Dopo aver cenato Alfonso iniziò ad accusare i primi sintomi del veleno che Alina aveva mescolato con la minestra. Sapeva cosa gli stava succedendo, lo capì guardando gli occhi rossi di odio di Alina. – Cosa hai messo nella minestra? Quale maleficio mi hai fatto? – le chiese Alfonso. – Che importanza ha saperlo?

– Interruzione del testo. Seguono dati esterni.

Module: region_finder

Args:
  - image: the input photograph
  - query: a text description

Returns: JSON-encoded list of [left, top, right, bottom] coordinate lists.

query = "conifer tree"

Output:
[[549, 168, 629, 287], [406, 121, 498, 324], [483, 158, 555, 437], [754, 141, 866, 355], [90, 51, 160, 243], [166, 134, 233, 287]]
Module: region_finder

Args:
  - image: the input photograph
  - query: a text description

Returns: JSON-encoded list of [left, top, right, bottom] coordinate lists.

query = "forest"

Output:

Ora pagherai tutto il male che hai fatto al mio Luigi, tutta la sofferenza inferta a me per la sua morte – rispose Alina. – Sapevo che prima o poi l’avresti scoperto….speravo di avere più tempo – disse sofferente Alfonso – speravo finalmente che tu t’innamorassi di me…perché io…io…io ti amo…per questo l’ho fatto….ho voluto dare un’altra possibilità al nostro amore. – Al nostro amore! – ripeté Alina inorridita – non c’è mai stato amore tra noi due, bastardo. Muori bastar… –. Alina portò le mani al ventre, ebbe una fitta, un dolore lancinante che la piegò in due. Una risatina echeggiò nella stanza, più che una risata era un verso misto tra gioia e dolore. Alina alzò gli occhi verso Alfonso, lo vide sorridere in malo modo, storcere la bocca cercando di dire qualcosa, ma non riusciva a pronunciare parola. A fatica si teneva sulla sedia e quando racimolando le poche forze rimastogli disse qualcosa, Alina capì di aver fallito. Alfonso esalò l’ultimo respiro pronunciando quelle parole, poi morì accasciandosi sul tavolo.
Alina si muoveva a fatica, si trascinava sul pavimento cercando di raggiungere la porta per chiedere aiuto. Malediceva Alfonso e il giorno in cui era nato, ma non bastò per cancellarle dalla testa la sua ultima frase – verrai con me, staremo per sempre insieme –.